Le regard des autres

Virginie Delalande porte un appareil auditif, lit sur les lèvres et parle la langue des signes (LSF), qu’elle a appris à 18 ans alors même qu’elle était capable de communiquer verbalement.

Elle souhaite désormais faire tomber les clichés associés aux personnes sourdes.

«On a tendance à imaginer que parce que la personne est sourde n’a pas compris ce que vous avez dit, qu’elle est un peu débile, alors que ça n’a absolument rien à voir. En fait, c’est juste la phrase qui n’a pas été comprise, donc la réponse qui n’est pas appropriée», raconte-t-elle dans une vidéo.

Virginie Delalande et ses deux enfants
Virginie Delalande et ses deux enfants
Elle évoque également avec Télérama le ­regard des autres.

«On vous identifie immédiatement comme sourd, alors que le reste du temps, la surdité est un handicap invisible. Mais rencontrer d’autres personnes sourdes et entrer dans leur monde m’a rendue plus authentique. »

Il y a même des personnes qui ne vont pas faire d’efforts, raconte-t-elle, ou la mettre dans un contexte qui n’est pas adapté à sa compréhension. «Donc là oui je me sens handicapée.»


Le monde de la surdité

Selon elle, il existe une vraie diversité dans le monde de la surdité.

«Mes parents ont choisi de me donner une éducation oraliste basée sur la lecture labiale. Mais je souhaitais aussi aller vers les sourds signant, explique-t-elle au journal. La LSF est difficile, il y a beaucoup de vocabulaire à acquérir. Il faut aussi assumer l’hyper expressivité de ce langage où vous parlez avec les mains, le visage et le corps. »

Elle rappelle au passage que la seule chose qui ne fonctionne pas quand on est sourd, c’est l’oreille… «Donc, on peut tout à fait utiliser ses cordes vocales. Après la problématique, c’est le lien entre l’audition et la reproduction du son que l’on va entendre.»


Un quotidien difficile

La vie des personnes sourdes demeure encore difficile, déplore-t-elle.

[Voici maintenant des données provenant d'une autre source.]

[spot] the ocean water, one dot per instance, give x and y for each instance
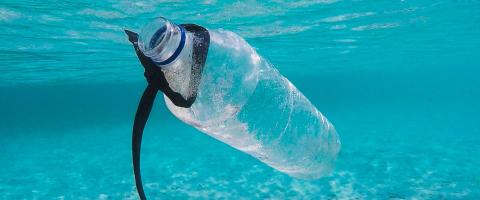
(398, 79)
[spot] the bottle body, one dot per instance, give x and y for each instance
(242, 100)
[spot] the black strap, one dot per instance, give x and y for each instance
(141, 117)
(157, 82)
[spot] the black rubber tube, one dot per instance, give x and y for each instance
(141, 117)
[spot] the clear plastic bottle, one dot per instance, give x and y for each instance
(242, 100)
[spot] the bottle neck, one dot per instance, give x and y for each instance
(162, 41)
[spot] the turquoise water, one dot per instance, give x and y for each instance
(398, 79)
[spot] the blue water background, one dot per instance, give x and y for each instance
(398, 79)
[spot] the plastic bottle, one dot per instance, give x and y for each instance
(242, 100)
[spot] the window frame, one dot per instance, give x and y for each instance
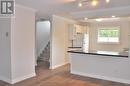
(110, 28)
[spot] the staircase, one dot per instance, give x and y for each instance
(45, 55)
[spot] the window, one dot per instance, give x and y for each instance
(108, 35)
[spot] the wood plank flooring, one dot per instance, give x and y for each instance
(60, 77)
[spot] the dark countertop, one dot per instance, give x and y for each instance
(103, 53)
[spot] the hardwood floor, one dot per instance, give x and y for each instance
(60, 77)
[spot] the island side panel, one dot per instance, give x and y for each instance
(102, 67)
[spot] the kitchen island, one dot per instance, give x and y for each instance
(107, 65)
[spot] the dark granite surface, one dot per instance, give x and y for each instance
(103, 53)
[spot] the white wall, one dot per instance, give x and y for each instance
(42, 35)
(59, 41)
(5, 49)
(124, 36)
(23, 44)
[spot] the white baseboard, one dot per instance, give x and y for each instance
(59, 65)
(5, 79)
(23, 78)
(17, 79)
(102, 77)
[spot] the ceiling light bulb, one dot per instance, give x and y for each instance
(80, 4)
(99, 20)
(85, 18)
(107, 1)
(113, 16)
(94, 2)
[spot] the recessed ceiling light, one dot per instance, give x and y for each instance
(80, 4)
(85, 18)
(94, 2)
(107, 1)
(113, 16)
(99, 20)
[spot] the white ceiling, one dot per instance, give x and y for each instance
(69, 8)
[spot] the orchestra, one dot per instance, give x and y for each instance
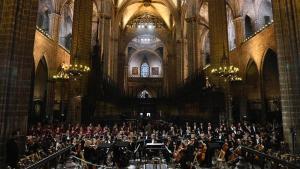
(186, 146)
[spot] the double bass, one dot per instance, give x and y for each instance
(223, 151)
(202, 152)
(178, 154)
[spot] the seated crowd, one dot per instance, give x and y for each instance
(184, 144)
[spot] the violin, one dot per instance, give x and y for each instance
(235, 155)
(178, 154)
(223, 151)
(202, 152)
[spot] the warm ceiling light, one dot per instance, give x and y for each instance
(147, 3)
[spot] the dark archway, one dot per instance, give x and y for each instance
(40, 91)
(248, 26)
(271, 87)
(253, 92)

Il faut donner la possibilité à des personnes en situation de handicap d’avoir accès à une éducation de qualité, au même titre que les autres citoyens, estime-t-elle. « L’autre urgence, c’est de permettre un accès facile et gratuit à tout ce qui relève de l’« adaptation ».

Heureusement, l’arrivée d’Internet a changé beaucoup de choses pour la communauté des sourds. Une vraie « libération », dit-elle.

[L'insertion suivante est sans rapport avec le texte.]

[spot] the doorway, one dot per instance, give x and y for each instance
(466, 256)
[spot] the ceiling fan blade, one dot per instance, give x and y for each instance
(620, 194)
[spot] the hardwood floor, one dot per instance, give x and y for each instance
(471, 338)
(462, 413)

«Internet nous a permis d’avoir une interaction avec les autres beaucoup plus importante. Plus largement, ce retour à l’écrit nous a servi à comprendre votre façon à vous, entendants, de vous exprimer, et ainsi à améliorer notre expression, tout en accédant à plus de connaissances.»

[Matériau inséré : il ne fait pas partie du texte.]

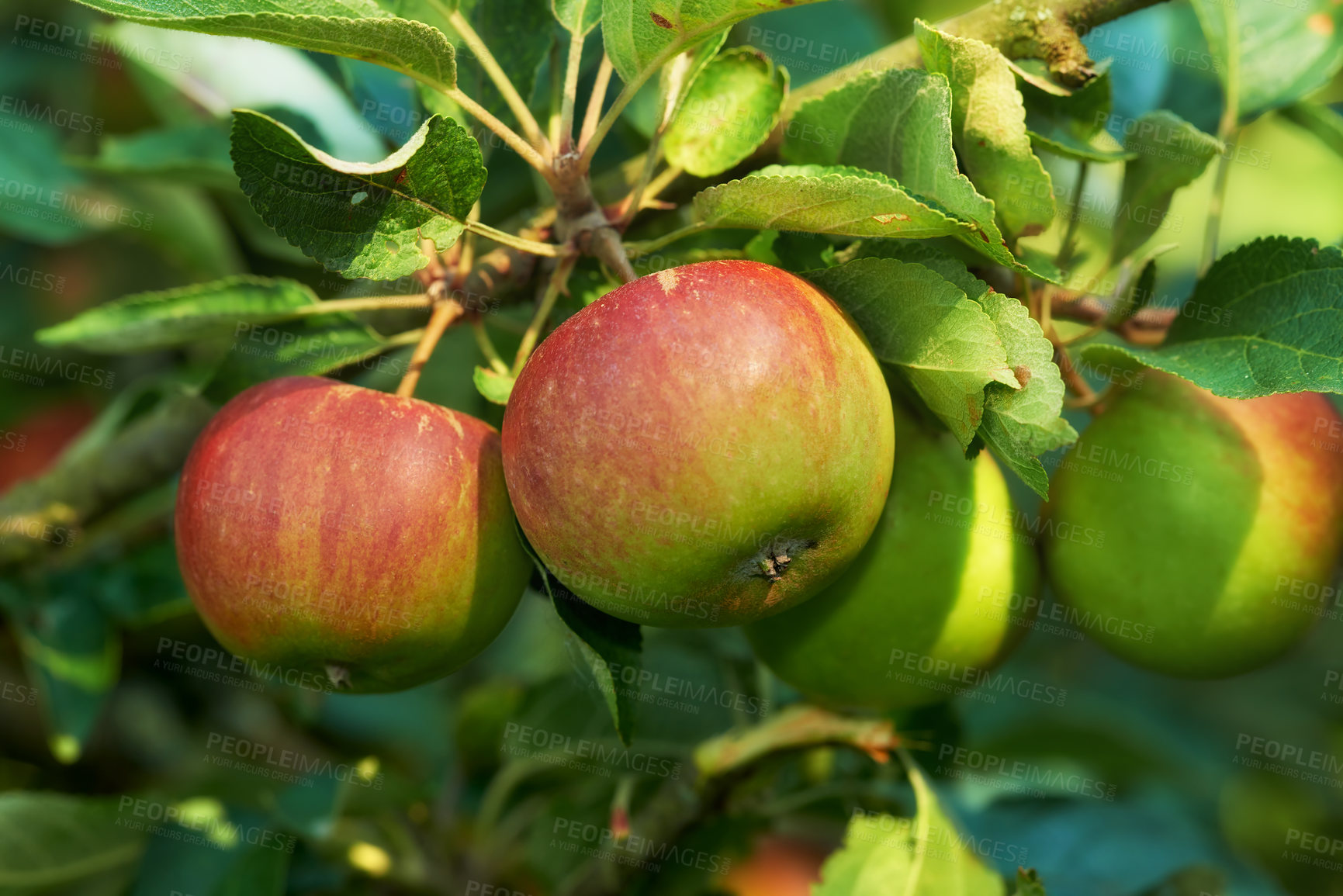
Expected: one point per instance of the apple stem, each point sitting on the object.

Avec ses proches, elle utilise par ailleurs diverses technologies bien utiles, par exemple l’application de visioconférence FaceTime ­qui lui permet de lire sur les lèvres ou encore le service de transcription immédiate de la parole, Tadeo.


Le mot de la fin

Aujourd’hui, Virginie Delalande n’a qu’un seul message aux entendants : ne pas avoir peur de la différence.

« C’est vraiment quelque chose qui enrichit. Vous allez apprendre énormément sur l’autre, mais beaucoup sur vous-même.»

Et dernière chose : le handicap n’est absolument pas contagieux « donc vous ne l’attrapperez pas...», conclut-elle non sans humour.